Remember, all things work together for good...
Monday, May 18, 2009
Hussle & flow...bless!
- Isiah 26:3, 4 & 12
- Isaiah 43:18-19
- Psalm 63:6
If you don't feel same (like moi I mean), don't read my blog again, in fact, leave me a message of dis-satisfaction (no 'waka' o, PG 1!). If you are indeed blessed, just thank God on my behalf, he sure does give perfect peace to those that trust him...always!

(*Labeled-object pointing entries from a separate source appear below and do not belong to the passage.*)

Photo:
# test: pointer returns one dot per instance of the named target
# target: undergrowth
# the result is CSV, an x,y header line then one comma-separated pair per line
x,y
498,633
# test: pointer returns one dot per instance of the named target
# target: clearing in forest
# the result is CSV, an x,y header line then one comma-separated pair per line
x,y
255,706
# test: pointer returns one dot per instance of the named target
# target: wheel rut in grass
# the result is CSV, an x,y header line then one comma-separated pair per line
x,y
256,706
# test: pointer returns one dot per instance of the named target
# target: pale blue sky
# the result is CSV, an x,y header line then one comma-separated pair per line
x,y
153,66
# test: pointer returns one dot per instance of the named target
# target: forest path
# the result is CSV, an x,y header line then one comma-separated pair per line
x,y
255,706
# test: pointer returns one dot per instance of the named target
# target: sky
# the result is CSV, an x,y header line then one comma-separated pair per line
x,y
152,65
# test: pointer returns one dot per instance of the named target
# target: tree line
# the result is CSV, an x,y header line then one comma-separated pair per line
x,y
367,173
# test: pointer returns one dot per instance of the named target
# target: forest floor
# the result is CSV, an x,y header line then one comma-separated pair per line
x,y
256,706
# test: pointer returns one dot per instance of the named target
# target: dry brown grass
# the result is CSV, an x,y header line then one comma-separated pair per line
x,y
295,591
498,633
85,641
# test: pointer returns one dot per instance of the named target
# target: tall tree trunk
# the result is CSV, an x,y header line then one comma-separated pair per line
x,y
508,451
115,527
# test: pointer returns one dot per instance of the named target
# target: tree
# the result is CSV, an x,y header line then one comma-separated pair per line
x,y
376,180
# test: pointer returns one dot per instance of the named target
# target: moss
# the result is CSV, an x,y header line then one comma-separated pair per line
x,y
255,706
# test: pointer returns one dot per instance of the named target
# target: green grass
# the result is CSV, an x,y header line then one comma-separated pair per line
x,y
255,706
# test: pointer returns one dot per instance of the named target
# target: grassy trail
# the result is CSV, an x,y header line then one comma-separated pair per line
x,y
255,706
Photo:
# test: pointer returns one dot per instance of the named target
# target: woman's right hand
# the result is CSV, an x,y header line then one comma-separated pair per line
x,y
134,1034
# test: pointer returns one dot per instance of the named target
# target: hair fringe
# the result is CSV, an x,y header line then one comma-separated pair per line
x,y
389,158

Quick jist...God's done it again o, just got good news today...something I have been craving for a while. Peeps, "it can only get better", someone needs to 'copycat' me and use that as a mini-motto. Trust me to share the details of my answered prayer later, just keep coming back!!!
Sunday, May 17, 2009
जोब्लेस???
The day a new chapter commenced...
Today is apparently differently as I woke up with a worry, an unusual phonecall to her then one from my mum. All of a sudden I find myself on the web, continuing from where I slept of last night (bbc.co.uk and blogs of mates, i.e., friends). I read a little about drug lords and cartels, how rich and perfectly unsuccessful they end up (actually they die young quite often; remember Escobar?) and realised I just missed church.
Peeps, if you miss service on a Sunday, ever, make sure you have a defined reason for it else you will have a defined regret. My defined reason is reading, reasoning and, now, blogging, full stop! This, I hereby promise, to bless someone of this page everyday of my life, from this day forth, so help me GOD, amen.
This is 'the day a new chapter commenced' in my life!!!